Manuel e María José têm dois filhos. Um deles, Antonio Jesús, é sacerdote na diocese de Cádiz e Ceuta. No caso deles, há uma peculiaridade: Manuel é diácono permanente, partilha parte do ministério com o filho, algo que vive com muita alegria.

A sua história de vocação está ligada a uma data: aquele 24 de Junho em que “depois da Eucaristia em que toda a família participou, fomos apresentados pelo nosso pároco àquele que era o nosso bispo, D. Ceballos, para solicitar a admissão no seminário para Antonio Jesús e a admissão para iniciar o caminho diaconal para mim”.

Manuel e Antonio Jesús encontram-se como pai e filho físicos, mas também espirituais, sobretudo naquelas celebrações em que o diácono permanente ajuda o sacerdote.

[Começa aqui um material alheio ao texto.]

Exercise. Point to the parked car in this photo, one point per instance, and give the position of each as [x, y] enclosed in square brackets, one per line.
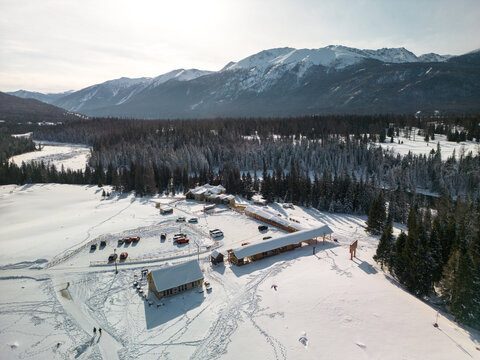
[182, 240]
[216, 233]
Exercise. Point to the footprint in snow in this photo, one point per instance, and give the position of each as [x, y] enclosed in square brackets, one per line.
[303, 339]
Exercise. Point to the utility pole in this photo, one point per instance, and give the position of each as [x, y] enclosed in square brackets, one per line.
[116, 269]
[198, 251]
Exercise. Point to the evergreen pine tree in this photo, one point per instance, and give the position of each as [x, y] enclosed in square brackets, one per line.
[384, 250]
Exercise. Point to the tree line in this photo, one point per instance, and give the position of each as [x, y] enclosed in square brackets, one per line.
[439, 254]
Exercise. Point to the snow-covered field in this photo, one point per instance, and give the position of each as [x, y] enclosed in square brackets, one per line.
[324, 305]
[418, 146]
[71, 156]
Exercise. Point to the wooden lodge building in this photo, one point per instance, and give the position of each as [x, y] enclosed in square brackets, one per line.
[270, 217]
[244, 254]
[211, 194]
[171, 280]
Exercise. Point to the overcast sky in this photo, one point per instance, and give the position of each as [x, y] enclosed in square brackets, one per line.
[57, 45]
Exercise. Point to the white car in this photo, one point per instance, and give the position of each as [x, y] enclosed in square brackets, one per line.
[216, 233]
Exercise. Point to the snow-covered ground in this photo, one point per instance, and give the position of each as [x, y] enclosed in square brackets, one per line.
[71, 156]
[418, 146]
[324, 305]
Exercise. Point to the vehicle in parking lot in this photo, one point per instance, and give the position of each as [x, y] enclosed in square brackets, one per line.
[216, 233]
[181, 240]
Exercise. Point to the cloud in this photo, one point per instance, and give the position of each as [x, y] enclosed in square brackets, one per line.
[53, 45]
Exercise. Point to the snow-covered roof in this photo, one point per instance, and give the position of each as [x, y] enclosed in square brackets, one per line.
[215, 254]
[289, 239]
[272, 216]
[176, 275]
[207, 189]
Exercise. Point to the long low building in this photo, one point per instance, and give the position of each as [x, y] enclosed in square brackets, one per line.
[273, 218]
[242, 255]
[171, 280]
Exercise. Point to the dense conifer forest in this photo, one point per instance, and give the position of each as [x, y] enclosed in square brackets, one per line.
[332, 163]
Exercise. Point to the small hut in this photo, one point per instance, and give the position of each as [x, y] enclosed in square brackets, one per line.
[216, 257]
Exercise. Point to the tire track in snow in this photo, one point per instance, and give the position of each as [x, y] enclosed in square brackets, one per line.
[219, 336]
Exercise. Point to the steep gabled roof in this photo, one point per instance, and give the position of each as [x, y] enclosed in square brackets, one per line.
[172, 276]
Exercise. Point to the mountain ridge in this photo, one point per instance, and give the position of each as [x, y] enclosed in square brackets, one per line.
[307, 81]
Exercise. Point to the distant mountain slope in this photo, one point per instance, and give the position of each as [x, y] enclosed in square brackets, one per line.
[46, 98]
[115, 92]
[287, 81]
[13, 108]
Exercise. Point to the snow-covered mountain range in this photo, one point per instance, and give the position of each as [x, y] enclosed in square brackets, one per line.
[288, 81]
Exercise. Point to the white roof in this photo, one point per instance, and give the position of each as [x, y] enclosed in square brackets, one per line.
[273, 216]
[176, 275]
[289, 239]
[215, 254]
[208, 189]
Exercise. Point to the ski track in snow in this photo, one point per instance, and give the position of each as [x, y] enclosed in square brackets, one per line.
[216, 342]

“O dia da sua Primeira Missa”, recorda Manuel, “foi um momento cheio de significados e sentimentos. Como diácono, pedi a sua bênção antes de ler o Evangelho, conforme estabelecido pelas normas litúrgicas: «Pai, abençoa-me», ao meu filho. Um momento que jamais esquecerei e que cada vez que celebramos a Eucaristia se repete e adquire o mesmo valor”.

 

Quando Deus pede 100% dos filhos

A família Navarro Carmona, de Córdoba, tem dois filhos, ambos sacerdotes diocesanos. A entrada no seminário de Antonio, o mais velho, não os apanhou de surpresa: “vimos o seu processo e vimo-lo ansioso para avançar no seu caminho; e o caminho não foi fácil, diríamos que foi muito difícil. No entanto, ele viu o lado positivo, reafirmou-se e a sua vocação cresceu diante dos contratempos”.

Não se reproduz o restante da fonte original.